Q, Can a gatso camera take a forward facing photo of a driver and is that evidence be admissible in court? I was flashed twice the other day as I approached a gatso.
As long as it is a Type 24 Gatso then no. The gatso is not approved for forward facing pictures and more often than not will not get you in the pictures well enough anyway. Do not mistake a TruVelo Forward facing camera for a Gatso, TruVelo cameras do take forward facing pictures.

Q, Can you be disqualified without having 12 points on your licence?
A, Yes you can. For some offences the magistrates have a discretion to disqualify you. For example, for some speeding offences the magistrates have a discretion to disqualify and they will disqualify if they consider that you were travelling well in excess of the speed limit. Of course this will depend on the individual circumstances of your case. The period of disqualification for these types of offences can be less than 6 months. There are also some offences which attract mandatory disqualification. These include offences such as drink driving where, except under very very limited circumstances, the minimum period of disqualification is 12 months. You would be well advised to seek legal advice if you are charged with an offence which attracts a mandatory disqualification.

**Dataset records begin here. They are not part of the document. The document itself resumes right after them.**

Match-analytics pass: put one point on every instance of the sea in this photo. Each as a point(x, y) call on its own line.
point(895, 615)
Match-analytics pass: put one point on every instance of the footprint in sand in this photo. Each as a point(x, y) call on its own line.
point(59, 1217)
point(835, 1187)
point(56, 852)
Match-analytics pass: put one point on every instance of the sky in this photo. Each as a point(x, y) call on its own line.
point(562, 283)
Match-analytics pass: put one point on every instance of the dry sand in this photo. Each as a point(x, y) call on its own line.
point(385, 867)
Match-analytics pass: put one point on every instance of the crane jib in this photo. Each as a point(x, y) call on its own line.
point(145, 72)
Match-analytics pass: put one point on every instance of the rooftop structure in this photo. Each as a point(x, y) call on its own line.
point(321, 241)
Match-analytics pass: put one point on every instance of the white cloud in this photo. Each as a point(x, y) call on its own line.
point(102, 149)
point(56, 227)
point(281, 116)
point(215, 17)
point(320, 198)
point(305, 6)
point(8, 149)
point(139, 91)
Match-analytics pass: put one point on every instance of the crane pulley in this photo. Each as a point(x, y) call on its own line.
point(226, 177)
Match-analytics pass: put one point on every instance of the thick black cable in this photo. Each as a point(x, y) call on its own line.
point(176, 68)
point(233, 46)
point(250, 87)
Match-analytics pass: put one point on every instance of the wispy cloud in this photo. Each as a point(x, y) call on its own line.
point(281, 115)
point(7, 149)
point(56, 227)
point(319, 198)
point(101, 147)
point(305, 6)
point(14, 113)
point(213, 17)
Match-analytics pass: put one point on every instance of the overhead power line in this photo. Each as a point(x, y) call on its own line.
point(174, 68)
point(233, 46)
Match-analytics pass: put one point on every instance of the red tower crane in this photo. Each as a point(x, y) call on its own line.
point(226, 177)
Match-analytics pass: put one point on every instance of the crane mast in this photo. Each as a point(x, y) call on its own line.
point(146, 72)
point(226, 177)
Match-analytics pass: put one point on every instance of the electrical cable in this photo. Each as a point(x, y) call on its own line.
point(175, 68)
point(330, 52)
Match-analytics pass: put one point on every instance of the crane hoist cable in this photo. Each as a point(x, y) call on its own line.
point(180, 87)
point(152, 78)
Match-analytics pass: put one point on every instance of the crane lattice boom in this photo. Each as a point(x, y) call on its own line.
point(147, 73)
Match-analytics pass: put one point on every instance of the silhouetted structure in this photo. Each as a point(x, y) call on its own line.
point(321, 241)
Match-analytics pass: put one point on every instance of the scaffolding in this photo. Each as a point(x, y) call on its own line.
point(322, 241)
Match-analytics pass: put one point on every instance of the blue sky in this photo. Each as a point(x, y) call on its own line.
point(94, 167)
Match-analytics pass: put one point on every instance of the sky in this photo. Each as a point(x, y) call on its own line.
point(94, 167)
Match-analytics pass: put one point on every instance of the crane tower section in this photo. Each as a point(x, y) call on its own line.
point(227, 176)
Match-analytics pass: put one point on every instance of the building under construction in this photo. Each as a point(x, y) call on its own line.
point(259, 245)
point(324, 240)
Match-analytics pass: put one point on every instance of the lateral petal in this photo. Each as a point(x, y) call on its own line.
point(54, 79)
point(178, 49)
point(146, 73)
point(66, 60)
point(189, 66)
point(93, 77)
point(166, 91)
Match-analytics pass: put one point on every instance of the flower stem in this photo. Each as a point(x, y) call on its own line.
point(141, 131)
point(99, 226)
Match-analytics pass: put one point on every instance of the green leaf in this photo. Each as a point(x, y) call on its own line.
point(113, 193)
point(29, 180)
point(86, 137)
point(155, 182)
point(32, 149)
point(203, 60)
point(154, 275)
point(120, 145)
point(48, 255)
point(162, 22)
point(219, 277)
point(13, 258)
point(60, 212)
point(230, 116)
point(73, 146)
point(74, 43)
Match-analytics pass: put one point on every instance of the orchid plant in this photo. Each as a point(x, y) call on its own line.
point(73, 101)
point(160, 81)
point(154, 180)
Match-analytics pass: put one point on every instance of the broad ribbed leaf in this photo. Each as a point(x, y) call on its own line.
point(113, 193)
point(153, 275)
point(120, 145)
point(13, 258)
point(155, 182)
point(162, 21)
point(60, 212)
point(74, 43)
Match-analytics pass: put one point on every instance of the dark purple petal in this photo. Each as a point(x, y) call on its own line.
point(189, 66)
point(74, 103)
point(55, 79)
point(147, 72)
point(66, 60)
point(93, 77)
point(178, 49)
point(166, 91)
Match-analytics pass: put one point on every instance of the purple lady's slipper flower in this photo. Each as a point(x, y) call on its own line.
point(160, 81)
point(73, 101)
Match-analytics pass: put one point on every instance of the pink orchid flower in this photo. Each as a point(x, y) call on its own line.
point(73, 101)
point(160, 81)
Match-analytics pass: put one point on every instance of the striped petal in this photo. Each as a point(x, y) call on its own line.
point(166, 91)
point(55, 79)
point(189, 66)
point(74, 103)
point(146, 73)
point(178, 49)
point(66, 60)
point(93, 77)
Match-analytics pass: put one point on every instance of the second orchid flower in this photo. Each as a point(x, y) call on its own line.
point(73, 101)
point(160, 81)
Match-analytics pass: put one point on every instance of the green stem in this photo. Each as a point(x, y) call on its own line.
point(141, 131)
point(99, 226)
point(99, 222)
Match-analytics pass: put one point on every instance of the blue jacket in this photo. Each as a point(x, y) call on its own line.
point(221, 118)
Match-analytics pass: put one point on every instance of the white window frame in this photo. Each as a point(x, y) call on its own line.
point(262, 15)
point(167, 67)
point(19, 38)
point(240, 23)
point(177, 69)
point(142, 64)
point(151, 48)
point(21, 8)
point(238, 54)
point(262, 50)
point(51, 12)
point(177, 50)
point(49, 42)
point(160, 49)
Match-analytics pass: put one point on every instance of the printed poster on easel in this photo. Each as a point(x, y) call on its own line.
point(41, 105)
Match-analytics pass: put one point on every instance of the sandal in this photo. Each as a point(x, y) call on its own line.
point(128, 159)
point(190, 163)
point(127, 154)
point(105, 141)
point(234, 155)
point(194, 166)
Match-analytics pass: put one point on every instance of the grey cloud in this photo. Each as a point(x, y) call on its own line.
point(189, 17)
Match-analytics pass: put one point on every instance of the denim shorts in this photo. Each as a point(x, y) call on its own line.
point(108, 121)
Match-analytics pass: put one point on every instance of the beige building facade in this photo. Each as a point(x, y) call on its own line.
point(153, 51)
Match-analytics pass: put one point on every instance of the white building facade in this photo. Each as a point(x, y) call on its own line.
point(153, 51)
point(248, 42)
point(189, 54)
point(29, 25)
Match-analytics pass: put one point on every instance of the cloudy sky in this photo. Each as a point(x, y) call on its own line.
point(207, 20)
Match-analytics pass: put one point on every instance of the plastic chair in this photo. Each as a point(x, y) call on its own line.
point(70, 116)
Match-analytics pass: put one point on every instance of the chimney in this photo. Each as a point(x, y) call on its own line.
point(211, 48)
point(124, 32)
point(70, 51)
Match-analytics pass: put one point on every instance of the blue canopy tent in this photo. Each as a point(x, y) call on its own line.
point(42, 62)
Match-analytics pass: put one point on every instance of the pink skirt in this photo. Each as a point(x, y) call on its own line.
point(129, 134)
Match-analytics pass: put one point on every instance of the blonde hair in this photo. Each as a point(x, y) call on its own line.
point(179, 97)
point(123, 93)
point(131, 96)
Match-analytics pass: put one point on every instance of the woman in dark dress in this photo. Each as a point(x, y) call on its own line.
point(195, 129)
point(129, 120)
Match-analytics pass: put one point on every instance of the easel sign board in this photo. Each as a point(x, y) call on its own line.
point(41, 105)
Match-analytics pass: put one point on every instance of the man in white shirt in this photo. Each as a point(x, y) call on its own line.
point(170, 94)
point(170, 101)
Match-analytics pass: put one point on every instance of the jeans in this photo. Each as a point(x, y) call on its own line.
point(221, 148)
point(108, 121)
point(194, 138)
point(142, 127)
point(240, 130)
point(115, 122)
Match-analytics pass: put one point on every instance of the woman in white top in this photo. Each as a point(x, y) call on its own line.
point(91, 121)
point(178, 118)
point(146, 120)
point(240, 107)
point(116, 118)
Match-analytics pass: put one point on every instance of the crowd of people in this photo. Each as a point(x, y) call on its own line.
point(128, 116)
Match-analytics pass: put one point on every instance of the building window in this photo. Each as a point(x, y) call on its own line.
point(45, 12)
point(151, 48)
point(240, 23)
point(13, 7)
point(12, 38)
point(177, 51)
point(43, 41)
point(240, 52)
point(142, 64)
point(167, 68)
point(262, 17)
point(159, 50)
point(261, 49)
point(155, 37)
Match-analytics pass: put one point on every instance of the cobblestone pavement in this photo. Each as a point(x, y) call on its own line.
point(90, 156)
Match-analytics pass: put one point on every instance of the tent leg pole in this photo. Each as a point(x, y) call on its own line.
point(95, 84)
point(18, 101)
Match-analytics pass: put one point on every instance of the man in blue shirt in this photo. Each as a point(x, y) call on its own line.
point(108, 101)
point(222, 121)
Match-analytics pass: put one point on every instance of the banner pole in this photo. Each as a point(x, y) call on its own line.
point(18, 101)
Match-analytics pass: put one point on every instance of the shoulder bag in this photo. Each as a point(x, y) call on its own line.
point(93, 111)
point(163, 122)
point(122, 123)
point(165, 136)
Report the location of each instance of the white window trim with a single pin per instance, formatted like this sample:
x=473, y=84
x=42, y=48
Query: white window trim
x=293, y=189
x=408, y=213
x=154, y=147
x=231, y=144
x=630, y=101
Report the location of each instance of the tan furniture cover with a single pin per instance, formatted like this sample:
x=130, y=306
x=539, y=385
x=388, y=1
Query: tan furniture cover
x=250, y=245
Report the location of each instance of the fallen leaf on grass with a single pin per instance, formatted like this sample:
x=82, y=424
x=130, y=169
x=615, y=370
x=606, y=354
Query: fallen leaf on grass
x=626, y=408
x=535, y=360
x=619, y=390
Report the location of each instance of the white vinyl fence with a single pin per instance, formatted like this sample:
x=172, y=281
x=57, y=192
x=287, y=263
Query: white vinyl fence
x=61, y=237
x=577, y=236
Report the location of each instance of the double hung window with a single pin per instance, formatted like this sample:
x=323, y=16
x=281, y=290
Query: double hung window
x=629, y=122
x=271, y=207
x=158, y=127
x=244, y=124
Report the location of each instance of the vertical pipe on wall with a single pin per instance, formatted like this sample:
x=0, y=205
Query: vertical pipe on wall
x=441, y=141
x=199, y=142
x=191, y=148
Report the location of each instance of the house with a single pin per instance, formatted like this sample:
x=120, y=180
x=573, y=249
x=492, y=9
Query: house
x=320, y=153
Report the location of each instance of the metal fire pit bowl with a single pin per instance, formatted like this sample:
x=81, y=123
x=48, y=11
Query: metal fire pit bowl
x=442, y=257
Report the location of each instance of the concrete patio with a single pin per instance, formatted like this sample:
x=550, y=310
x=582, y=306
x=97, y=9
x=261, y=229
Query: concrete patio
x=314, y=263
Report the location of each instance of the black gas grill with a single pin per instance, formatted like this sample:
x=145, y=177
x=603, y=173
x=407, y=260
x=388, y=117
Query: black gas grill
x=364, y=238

Q, How many penalty points and what sort of fine am I likely to get for my offence?
A, It is impossible for us to say what the likely number of penalty points and the amount of the fine you will get for any particular offence. Much depends on the facts of the offence, the aggravating and mitigating factors and, as far as your fine is concerned, what you income and outgoings are. There are maximum and minimum penalty points and fines for most offences however and the Magistrates have sentencing guidelines to apply. Your Law Solution can therefore give you a range within which your fine and penalty points are likely to fall and can tell you whether your offence is likely to be considered to be serious by the magistrates.

Q, Should I plead guilty by post or attend in person?
A, Again, there is no hard and fast rule on this. It depends on the nature of the offence and the likely sentence you might get. As a general rule, however, magistrates do prefer Defendants to be present. If there is a possibility that you will be disqualified from driving the magistrates will compel you attend.

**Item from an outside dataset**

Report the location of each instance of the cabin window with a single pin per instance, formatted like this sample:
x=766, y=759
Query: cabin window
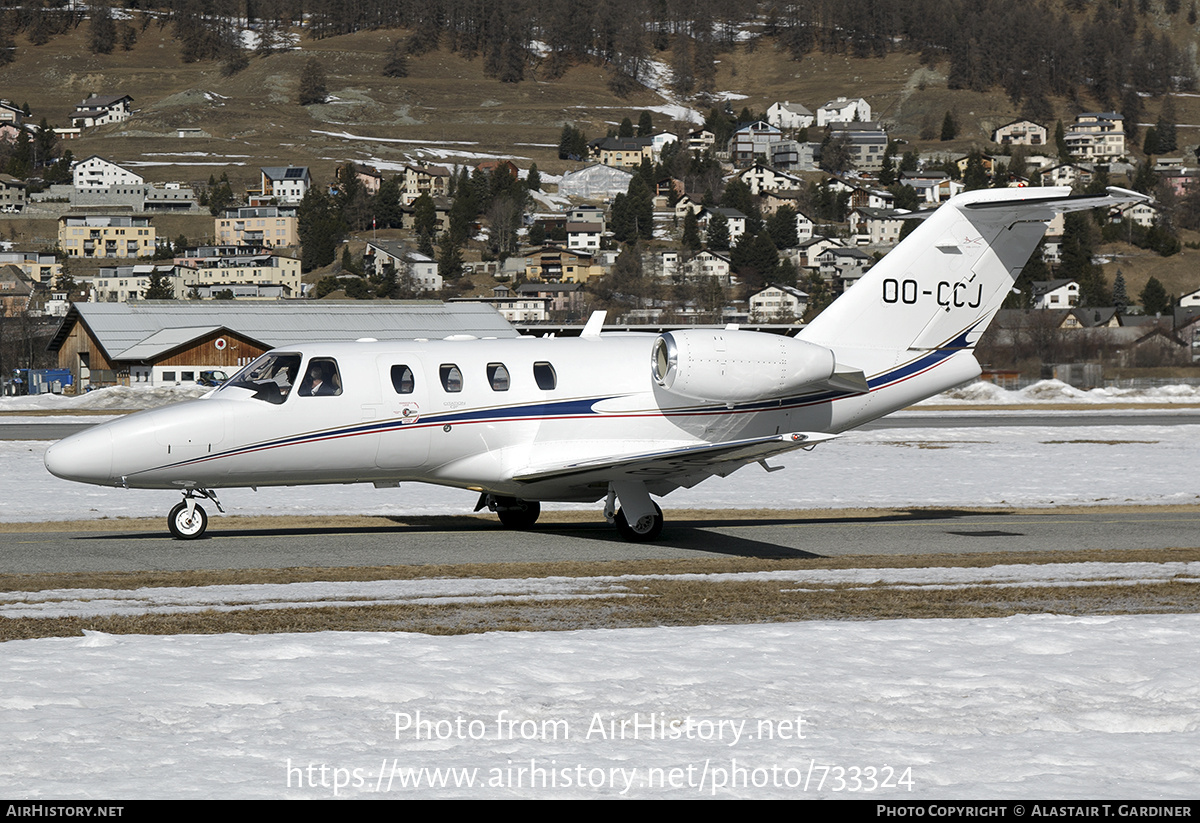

Q, Should I get legal representation?
A, It is perfectly possible for you to represent yourself at hearings before the magistrates. On some smaller charges it would probably be more cost efficient for you to do so. Many people prefer the reassurance of having a representative with you who is used to the court procedure and practice. Ultimately the decision is a matter for you.

Q, SPECS hoax Emails - Where are the specs sites..
To find out where all the SPEC cameras are operating see http://www.speedcheck.co.uk

Q, I have been flashed by a speed camera, what happens next, 14 Day Rule.
The Police have 14 days to send you a Notice of Intended Prosecution (NIP). They also get an allowance of a couple of days for the post to deliver it. So if its more than 17 days since you were flashed they are too late to prosecute you, unless you were driving a company car, hire car or someone else's car. In these circumstances they are allowed more time to track you down.

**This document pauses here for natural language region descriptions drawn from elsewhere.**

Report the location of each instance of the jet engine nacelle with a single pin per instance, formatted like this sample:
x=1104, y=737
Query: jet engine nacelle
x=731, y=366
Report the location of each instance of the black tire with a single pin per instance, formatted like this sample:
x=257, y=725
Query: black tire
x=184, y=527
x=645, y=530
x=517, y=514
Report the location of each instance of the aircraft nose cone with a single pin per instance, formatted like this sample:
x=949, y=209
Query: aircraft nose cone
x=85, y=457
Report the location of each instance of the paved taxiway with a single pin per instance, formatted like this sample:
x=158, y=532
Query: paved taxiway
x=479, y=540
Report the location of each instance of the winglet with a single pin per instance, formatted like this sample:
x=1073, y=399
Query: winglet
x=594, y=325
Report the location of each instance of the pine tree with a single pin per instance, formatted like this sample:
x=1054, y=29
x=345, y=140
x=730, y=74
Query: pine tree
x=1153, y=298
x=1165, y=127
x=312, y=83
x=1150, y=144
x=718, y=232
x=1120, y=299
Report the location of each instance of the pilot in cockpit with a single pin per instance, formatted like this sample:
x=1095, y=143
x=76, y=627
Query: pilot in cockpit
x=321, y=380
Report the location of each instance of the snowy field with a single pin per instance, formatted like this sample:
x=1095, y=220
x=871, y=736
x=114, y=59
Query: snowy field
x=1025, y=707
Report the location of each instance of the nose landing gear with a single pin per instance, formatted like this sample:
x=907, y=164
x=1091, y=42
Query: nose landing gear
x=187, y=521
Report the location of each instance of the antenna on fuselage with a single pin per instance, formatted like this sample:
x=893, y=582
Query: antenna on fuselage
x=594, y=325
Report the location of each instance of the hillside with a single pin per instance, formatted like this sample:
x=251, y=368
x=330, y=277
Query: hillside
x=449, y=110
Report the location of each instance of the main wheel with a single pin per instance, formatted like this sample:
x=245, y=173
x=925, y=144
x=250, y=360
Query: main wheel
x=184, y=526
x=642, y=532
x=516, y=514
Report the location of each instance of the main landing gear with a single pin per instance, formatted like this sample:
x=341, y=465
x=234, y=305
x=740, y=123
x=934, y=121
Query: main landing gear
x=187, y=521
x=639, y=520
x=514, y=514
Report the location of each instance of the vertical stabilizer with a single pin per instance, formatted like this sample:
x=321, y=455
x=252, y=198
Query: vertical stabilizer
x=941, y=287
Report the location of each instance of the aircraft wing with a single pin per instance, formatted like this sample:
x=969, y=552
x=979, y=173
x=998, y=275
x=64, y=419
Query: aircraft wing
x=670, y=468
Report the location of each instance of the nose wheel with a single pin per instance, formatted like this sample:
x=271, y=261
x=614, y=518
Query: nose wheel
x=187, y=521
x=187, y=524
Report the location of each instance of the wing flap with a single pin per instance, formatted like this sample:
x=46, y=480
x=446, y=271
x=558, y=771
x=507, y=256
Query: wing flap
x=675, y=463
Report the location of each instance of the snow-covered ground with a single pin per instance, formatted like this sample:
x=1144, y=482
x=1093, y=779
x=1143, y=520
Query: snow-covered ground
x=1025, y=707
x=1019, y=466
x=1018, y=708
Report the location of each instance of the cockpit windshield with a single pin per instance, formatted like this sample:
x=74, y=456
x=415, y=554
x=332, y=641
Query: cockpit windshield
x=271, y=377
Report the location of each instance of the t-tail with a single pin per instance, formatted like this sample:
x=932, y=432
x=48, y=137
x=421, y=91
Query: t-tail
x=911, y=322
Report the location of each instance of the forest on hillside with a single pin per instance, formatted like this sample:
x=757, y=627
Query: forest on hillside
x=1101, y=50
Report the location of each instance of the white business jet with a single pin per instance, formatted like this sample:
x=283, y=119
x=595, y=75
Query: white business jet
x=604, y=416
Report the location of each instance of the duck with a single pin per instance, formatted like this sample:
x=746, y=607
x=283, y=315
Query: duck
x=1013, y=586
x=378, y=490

Q, The Notice of Intended Prosecution (NIP) arrived outside of the "14" day period.
You should be able to get the prosecution dropped.

Q, What is the time limit, within which you can be prosecuted.
The police have to serve a summons on the defendant within 6 months of the date on which the prosecutor (normally the CPS) certify that they have collated enough evidence to bring a charge. This does not mean that the police have 6 months from the date of the offence to charge the accused.

Q, I was caught by an illegally parked police vehicle that was operating a speed trap can they do this.
When gathering evidence, they are excused under the Road Traffic Act.